All we're doing is kicking the can down the road, which is typically the problem with government intervention.
The largest group of currently unemployed people are not typically homeowners, they are renters. Months ago, they were making more money sitting home than working.
I would bet the majority of the people in forbearance were people who were struggling pre-covid, and covid gave them a chance to breathe, and stop paying. I would say it's likely some, not all, of those people will be good when forbearance ends.
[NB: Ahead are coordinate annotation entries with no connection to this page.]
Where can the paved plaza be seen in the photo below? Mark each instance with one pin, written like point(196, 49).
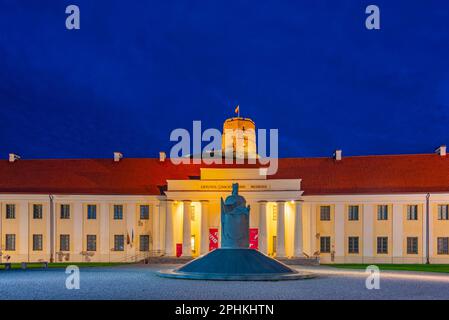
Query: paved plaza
point(141, 282)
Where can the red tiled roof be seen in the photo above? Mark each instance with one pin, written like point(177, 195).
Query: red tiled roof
point(351, 175)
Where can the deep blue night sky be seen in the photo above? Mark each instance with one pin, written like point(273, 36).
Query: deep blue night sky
point(138, 69)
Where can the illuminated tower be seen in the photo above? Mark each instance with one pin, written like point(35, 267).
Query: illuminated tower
point(239, 138)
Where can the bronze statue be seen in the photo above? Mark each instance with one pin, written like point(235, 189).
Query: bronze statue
point(234, 220)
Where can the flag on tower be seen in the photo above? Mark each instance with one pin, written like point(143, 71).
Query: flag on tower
point(237, 110)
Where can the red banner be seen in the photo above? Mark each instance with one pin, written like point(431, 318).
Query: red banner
point(254, 238)
point(213, 239)
point(179, 249)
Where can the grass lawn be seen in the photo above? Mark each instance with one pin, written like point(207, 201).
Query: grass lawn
point(65, 264)
point(442, 268)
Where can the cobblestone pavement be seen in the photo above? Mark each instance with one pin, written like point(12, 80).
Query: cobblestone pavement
point(140, 282)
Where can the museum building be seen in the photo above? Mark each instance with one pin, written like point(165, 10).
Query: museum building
point(355, 209)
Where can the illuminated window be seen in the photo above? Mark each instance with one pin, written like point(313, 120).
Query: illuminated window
point(118, 212)
point(10, 211)
point(37, 242)
point(382, 245)
point(65, 211)
point(443, 212)
point(192, 213)
point(412, 212)
point(382, 212)
point(91, 242)
point(37, 211)
point(10, 242)
point(64, 242)
point(91, 211)
point(144, 243)
point(144, 212)
point(325, 244)
point(325, 213)
point(353, 213)
point(119, 242)
point(353, 245)
point(443, 245)
point(412, 245)
point(192, 243)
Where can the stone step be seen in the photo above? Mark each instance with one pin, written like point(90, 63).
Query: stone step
point(289, 261)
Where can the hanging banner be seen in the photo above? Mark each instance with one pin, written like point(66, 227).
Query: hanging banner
point(179, 249)
point(254, 238)
point(213, 239)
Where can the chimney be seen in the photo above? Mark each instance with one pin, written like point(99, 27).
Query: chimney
point(117, 156)
point(337, 154)
point(13, 157)
point(441, 150)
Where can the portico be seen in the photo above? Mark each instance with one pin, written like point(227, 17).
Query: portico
point(193, 216)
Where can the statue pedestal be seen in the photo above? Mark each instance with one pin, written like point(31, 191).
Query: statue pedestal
point(235, 264)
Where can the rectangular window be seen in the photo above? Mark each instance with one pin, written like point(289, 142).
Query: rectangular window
point(37, 242)
point(144, 212)
point(412, 245)
point(91, 242)
point(118, 212)
point(353, 244)
point(65, 211)
point(37, 211)
point(325, 213)
point(144, 243)
point(353, 213)
point(382, 245)
point(192, 213)
point(443, 245)
point(443, 212)
point(91, 211)
point(10, 211)
point(382, 212)
point(412, 212)
point(10, 242)
point(119, 242)
point(325, 244)
point(64, 242)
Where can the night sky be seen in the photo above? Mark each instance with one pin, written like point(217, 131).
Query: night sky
point(138, 69)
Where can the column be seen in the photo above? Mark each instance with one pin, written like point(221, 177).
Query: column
point(103, 239)
point(368, 232)
point(280, 236)
point(131, 229)
point(339, 223)
point(397, 231)
point(169, 245)
point(204, 245)
point(263, 227)
point(154, 212)
point(298, 231)
point(186, 229)
point(162, 217)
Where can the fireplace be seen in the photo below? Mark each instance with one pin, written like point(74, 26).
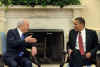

They will have saved ~$1500/month not paying their mortgage for 12+ months, while also getting ~$3200 (plus more to come) from the government in a stimulus, and still making the same paycheck for a large period of that, or more. That's a HUGE swing in monthly net income, hopefully enough to pay down debt, start a savings, etc. BUT, those same people are likely to fall back into their previous not-so-financially-savvy ways. Over spending, under saving, living beyond their means, etc. So, they will be foreclosed on down the road, not in the near term.
We're currently seeing homes sold at sheriff sale with money left over going to the person being foreclosed on. What does that tell me - no matter how much equity someone has, they are still susceptible to being foreclosed on due to poor financial sense, poor real estate knowledge, etc.
My guess is we will essentially see increased foreclosure activity, but it's going to be spread out over a very large time period so we won't see some "wave" of foreclosures in one fell swoop.